Deus e o dinheiro nivelados por decreto

Com a edição do decreto 10.292 de 25 de março de 2020, Bolsonaro passou a determinar as atividades religiosas e o jogo de azar como essenciais ao público.

Foto: Marcos Corrêa/PR

Diante da incerteza global gerada pela pandemia de Covid-19, assim classificada pela OMS, os brasileiros têm sido obrigados a enfrentar um comportamento errático e inconsequente de seu Presidente, contrariando as medidas restritivas de isolamento social adotadas pelos Chefes de Governo no mundo todo.

Em mais um episódio de seu ímpeto delirante, o Presidente editou novo decreto, desta feita disciplinando o anterior (dec. 10.282/2020) e a Lei federal 13.979/2020. A alteração se refere à adição de atividades religiosas e lotéricas ao art. 3º do decreto 10.282/2020, que passa a ter a seguinte redação:

"XXXIX - atividades religiosas de qualquer natureza, obedecidas as determinações do Ministério da Saúde; e

XL - unidades lotéricas".

Contudo, a inclusão de atividades religiosas e lotéricas no rol de atividades essenciais configura verdadeira aberração normativa, vez que o § 1º, do art. 3º do próprio decreto alterado, define inequivocamente como essenciais aquelas atividades afeitas à sobrevivência, a saúde ou a segurança da população, tal como transcrito:

"Art. 3º As medidas previstas na Lei no 13.979, de 2020, deverão resguardar o exercício e o funcionamento dos serviços públicos e atividades essenciais a que se refere o § 1º.

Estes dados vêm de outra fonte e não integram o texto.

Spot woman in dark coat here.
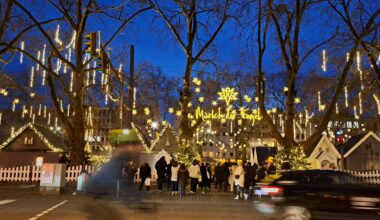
[139,162,152,191]
[199,163,210,193]
[178,163,189,197]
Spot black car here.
[252,170,380,219]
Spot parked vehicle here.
[255,170,380,219]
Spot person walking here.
[139,162,152,191]
[124,161,137,184]
[234,162,244,200]
[154,156,166,192]
[189,160,201,193]
[166,160,173,191]
[215,163,224,192]
[223,160,230,192]
[200,162,211,193]
[178,163,189,197]
[170,161,179,195]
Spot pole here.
[126,45,135,129]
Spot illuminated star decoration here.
[218,87,238,105]
[294,97,301,104]
[193,77,202,86]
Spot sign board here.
[41,163,54,184]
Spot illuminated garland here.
[0,122,63,152]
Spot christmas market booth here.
[0,123,69,168]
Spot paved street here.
[0,184,264,220]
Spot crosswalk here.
[0,199,16,205]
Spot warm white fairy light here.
[44,105,46,118]
[359,92,363,114]
[54,59,62,75]
[92,62,96,85]
[21,105,26,118]
[20,41,25,63]
[354,105,359,119]
[321,50,328,72]
[70,70,74,92]
[29,66,34,88]
[12,99,20,112]
[48,112,51,125]
[66,30,76,49]
[59,100,64,112]
[373,94,380,115]
[67,104,70,117]
[36,50,41,71]
[29,105,33,118]
[54,24,63,45]
[344,86,348,108]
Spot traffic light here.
[84,32,96,56]
[96,51,107,73]
[335,129,344,145]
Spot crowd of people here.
[124,157,276,200]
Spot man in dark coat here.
[139,163,152,191]
[223,160,230,192]
[215,163,224,192]
[154,156,166,191]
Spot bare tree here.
[7,0,150,165]
[148,0,233,145]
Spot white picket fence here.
[0,165,98,182]
[345,170,380,184]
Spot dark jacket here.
[140,164,151,179]
[154,157,166,177]
[215,165,223,183]
[178,167,189,186]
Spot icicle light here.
[54,24,63,45]
[359,92,363,115]
[29,66,34,88]
[354,105,359,119]
[36,50,41,71]
[44,105,46,118]
[20,41,25,63]
[344,86,348,108]
[373,94,380,115]
[321,50,327,72]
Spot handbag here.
[144,177,150,186]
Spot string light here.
[20,41,25,64]
[29,66,34,88]
[70,70,74,92]
[66,30,77,49]
[344,86,348,108]
[322,50,328,72]
[67,104,70,117]
[373,94,380,115]
[54,24,63,45]
[44,105,46,118]
[354,105,359,119]
[29,105,33,118]
[359,92,363,115]
[36,50,41,71]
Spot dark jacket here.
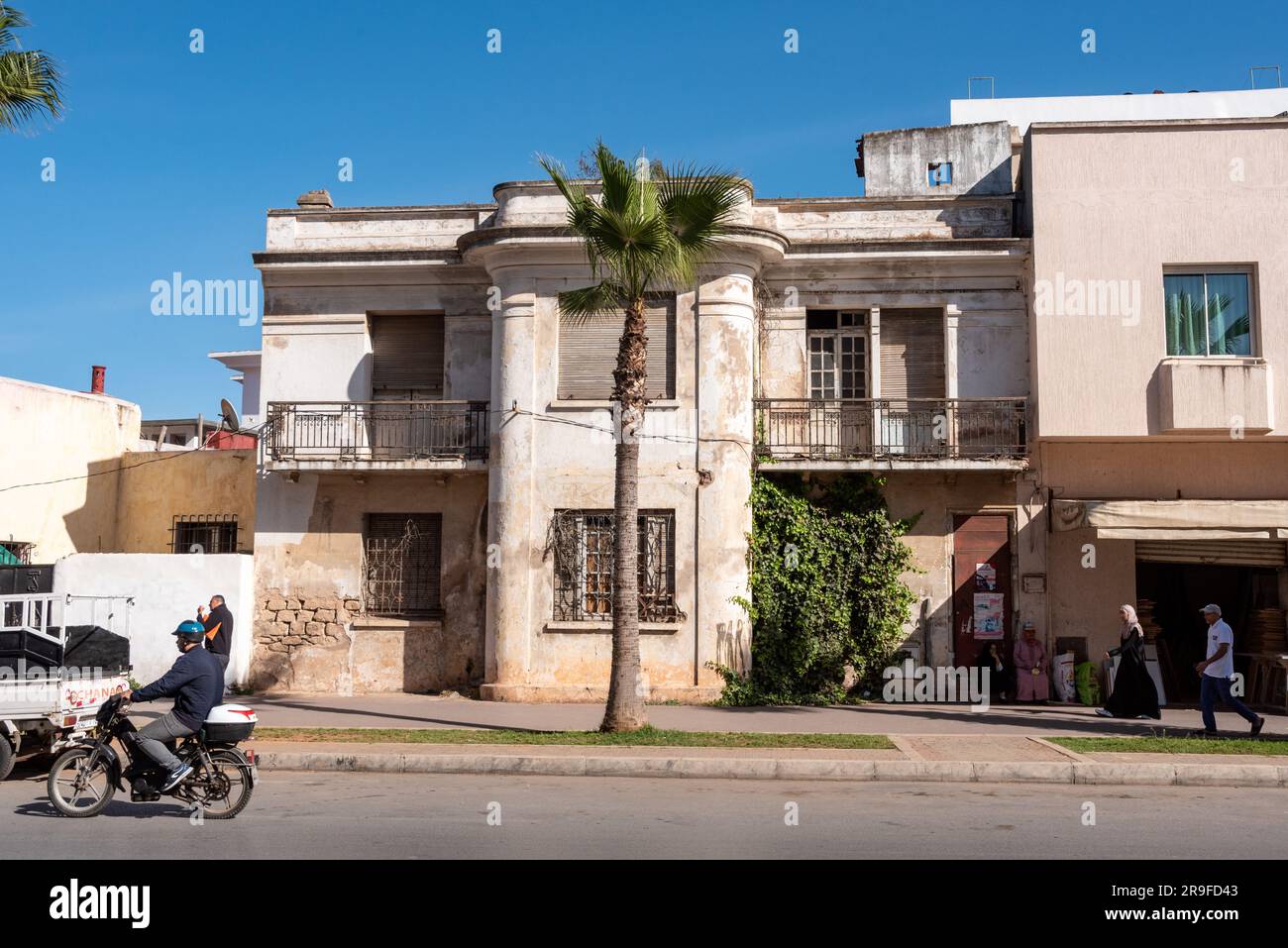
[133,648,224,733]
[201,603,233,656]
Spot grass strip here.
[255,728,896,751]
[1047,737,1288,758]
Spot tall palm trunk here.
[600,299,648,730]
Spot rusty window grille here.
[170,514,237,553]
[362,514,443,616]
[0,540,36,566]
[546,510,684,622]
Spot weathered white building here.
[254,125,1033,700]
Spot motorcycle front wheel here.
[48,747,116,816]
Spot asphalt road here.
[0,764,1288,859]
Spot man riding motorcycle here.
[125,619,224,792]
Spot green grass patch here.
[1047,737,1288,758]
[255,728,896,751]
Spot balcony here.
[262,400,488,473]
[755,398,1027,471]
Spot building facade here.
[253,124,1035,700]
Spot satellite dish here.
[219,398,241,433]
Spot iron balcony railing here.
[263,400,488,464]
[755,398,1027,461]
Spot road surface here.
[0,764,1288,859]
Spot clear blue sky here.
[0,0,1288,417]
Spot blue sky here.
[0,0,1288,417]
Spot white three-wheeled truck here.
[0,592,134,781]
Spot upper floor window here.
[1163,271,1252,356]
[370,313,443,400]
[558,296,675,400]
[170,514,237,553]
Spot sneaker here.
[161,764,192,793]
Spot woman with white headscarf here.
[1096,605,1162,719]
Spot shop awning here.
[1051,500,1288,567]
[1051,500,1288,540]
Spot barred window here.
[362,514,443,616]
[170,514,237,553]
[548,510,684,622]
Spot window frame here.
[550,507,687,625]
[1162,263,1261,361]
[170,514,240,557]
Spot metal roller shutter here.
[1136,540,1288,567]
[880,309,947,398]
[371,314,443,398]
[558,297,675,400]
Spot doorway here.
[953,514,1013,669]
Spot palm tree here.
[538,142,746,730]
[0,3,63,132]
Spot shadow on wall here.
[60,458,126,559]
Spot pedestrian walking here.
[1096,605,1163,720]
[1194,603,1266,737]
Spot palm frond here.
[0,51,63,129]
[559,279,626,319]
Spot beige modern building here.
[246,124,1034,700]
[1021,110,1288,700]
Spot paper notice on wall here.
[975,592,1005,639]
[975,563,997,592]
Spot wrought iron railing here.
[263,400,488,463]
[755,398,1027,461]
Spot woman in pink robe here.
[1015,625,1051,700]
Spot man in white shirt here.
[1194,604,1266,737]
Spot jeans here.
[1199,673,1259,730]
[139,711,197,771]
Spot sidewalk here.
[228,694,1288,737]
[252,735,1288,787]
[231,694,1288,787]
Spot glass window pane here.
[1163,279,1207,356]
[1207,273,1252,356]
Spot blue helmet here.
[174,618,206,642]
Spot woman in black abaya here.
[1096,605,1163,719]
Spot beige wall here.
[0,378,139,563]
[1025,120,1288,439]
[113,448,255,553]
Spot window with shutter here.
[880,309,947,399]
[558,296,675,400]
[370,313,443,399]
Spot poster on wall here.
[975,563,997,592]
[975,592,1005,639]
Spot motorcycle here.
[48,694,259,819]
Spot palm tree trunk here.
[599,299,648,730]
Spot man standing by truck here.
[197,593,233,673]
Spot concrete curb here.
[257,751,1288,787]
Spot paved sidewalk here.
[226,694,1288,737]
[253,737,1288,789]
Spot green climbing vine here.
[712,473,914,704]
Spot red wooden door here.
[953,514,1013,668]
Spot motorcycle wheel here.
[0,734,13,781]
[48,747,116,818]
[184,747,255,819]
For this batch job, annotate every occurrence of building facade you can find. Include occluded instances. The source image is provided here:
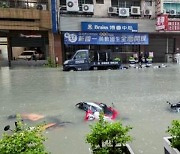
[0,0,59,65]
[58,0,180,63]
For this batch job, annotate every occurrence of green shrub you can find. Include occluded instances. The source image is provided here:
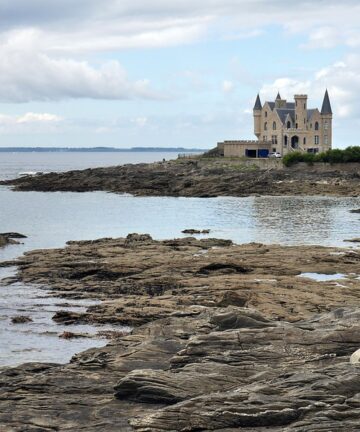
[283,146,360,167]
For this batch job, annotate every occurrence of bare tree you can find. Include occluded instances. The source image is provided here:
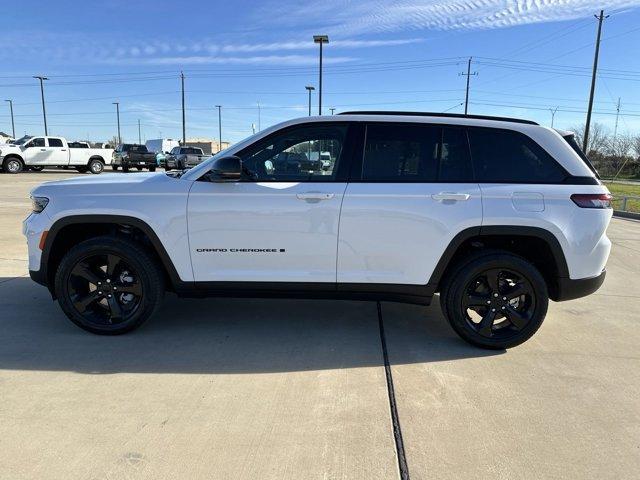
[571,122,610,158]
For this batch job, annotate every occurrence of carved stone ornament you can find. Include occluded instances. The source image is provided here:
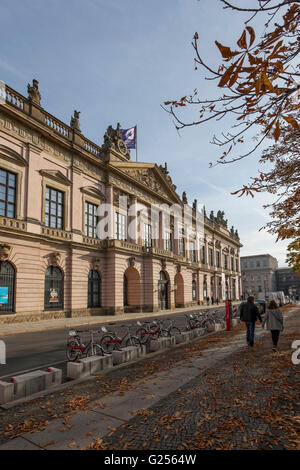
[49,251,61,266]
[128,256,135,268]
[160,259,167,270]
[0,243,11,261]
[215,240,221,249]
[102,123,130,160]
[70,109,81,132]
[91,258,100,271]
[27,78,41,106]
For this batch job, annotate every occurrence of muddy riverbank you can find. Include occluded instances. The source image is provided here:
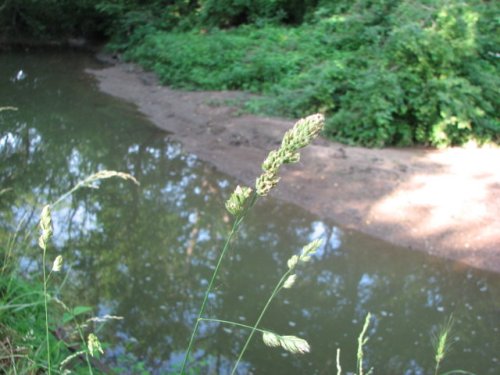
[89,63,500,272]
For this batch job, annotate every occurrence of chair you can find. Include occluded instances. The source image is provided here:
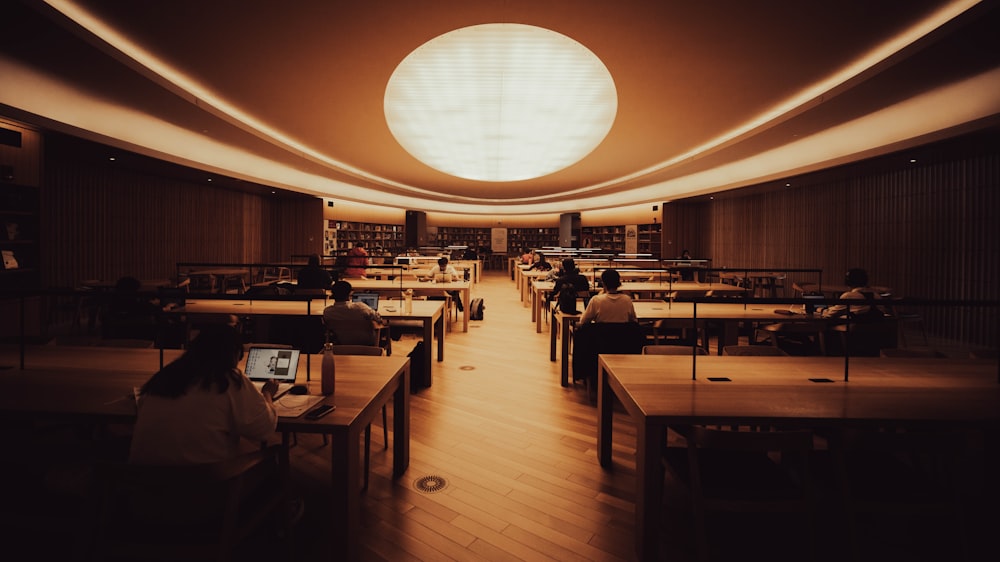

§ 1º São serviços públicos e atividades essenciais aqueles indispensáveis ao atendimento das necessidades inadiáveis da comunidade, assim considerados aqueles que, se não atendidos, colocam em perigo a sobrevivência, a saúde ou a segurança da população, tais como:"

Assim sendo, vê-se que o Presidente lança mão de um instrumento normativo para dar feições vitais à atividades cuja natureza não lhes confere o grau da impreteribilidade. Pior, ele conjuga atividades díspares no mesmo ato aditivo, revelando que, ao fim, a política pública que institui se guia majoritariamente por seus fins econômicos, justamente neste momento excepcional em que o cuidado com o social é deveras imperativo.

A bem do que foi dito, para o Presidente parece certo que Deus e o dinheiro são essencialmente lucrativos, noção que representa, essa sim, o real perigo a sobrevivência, a saúde ou a segurança da população do Brasil.